Jasper no dijo nada, solo asintió.
- Después he pensado en que el clan rumano sería un problema. – Me miró. – Aunque supongo que también habrás tomado cartas en el asunto.
Reí.
- Por supuesto. No podía dejar ni un solo cabo sin atar.
Nos quedamos en silencio. El corazón de Eli daba sus últimos coletazos. Ya no le faltaba nada.
- Una última cosa.
- Dispara.
- ¿Cómo haces para que Edward no pueda leerte la mente? El tema lo frustra mucho.
- ¡Ah! Aprendí hace tiempo, gracias a un humano. Con él aprendí la técnica y luego seguí desarrollándolo por mí misma. Supongo que debería dejarle entrar… en un futuro.
No tuvimos tiempo de decir más, pues Alice entró como una tromba en la habitación junto con el resto del clan.
- Cuestión de minutos. – Dijo con vocecilla chillona.

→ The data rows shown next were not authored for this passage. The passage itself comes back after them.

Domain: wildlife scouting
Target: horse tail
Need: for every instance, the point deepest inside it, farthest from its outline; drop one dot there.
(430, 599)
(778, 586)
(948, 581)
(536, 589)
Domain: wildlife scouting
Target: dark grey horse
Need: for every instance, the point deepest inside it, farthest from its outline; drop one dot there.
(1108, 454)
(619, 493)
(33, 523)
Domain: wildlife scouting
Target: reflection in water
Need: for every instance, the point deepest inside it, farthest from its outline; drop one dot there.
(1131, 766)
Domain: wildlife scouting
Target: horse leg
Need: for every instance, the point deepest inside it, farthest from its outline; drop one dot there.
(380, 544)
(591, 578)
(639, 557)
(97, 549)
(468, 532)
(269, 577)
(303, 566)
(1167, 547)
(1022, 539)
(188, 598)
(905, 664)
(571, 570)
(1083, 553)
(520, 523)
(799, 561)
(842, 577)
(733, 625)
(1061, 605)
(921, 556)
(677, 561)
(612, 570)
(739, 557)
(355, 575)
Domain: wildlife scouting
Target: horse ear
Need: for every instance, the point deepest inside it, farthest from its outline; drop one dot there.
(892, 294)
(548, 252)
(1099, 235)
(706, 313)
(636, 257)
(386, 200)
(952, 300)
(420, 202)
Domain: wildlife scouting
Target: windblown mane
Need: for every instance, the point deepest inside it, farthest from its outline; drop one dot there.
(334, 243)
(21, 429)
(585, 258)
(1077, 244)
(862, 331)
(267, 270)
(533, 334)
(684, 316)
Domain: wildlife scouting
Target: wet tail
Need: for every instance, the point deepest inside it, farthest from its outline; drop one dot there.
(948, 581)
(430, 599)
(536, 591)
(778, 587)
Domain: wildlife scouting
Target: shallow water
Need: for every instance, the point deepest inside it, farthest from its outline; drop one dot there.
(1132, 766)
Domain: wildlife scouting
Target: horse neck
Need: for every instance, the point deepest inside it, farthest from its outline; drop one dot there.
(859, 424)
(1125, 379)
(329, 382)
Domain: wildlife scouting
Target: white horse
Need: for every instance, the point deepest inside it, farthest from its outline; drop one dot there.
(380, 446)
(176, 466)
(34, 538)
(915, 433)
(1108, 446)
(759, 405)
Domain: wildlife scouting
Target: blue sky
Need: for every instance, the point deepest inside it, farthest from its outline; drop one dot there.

Jasper la acunó en sus brazos mientras Carlisle y yo nos acercábamos a Eli, temerosos.
- ¿Eli? ¿Puedes oírme? – Pregunté en una octava demasiado aguda.
Esperamos con máxima expectación mientras Eli se desperezaba. Se medio incorporó con los ojos aún cerrados, abriéndolos justo a la altura de mi cara.
Todos los Cullen hicieron amago de saltar. Yo misma me vi obligada a permanecer anclada en el suelo.
Mi visión vampírica podía distinguir la fina línea de su iris, aunque estaba segura de que un humano nunca habría distinguido la diferencia entre su iris y su esclerótica: todo era de color blanco. La pupila era lo único que desentonaba con su habitual color negro, evitando que los ojos de Eli fuesen completamente del color de la tiza.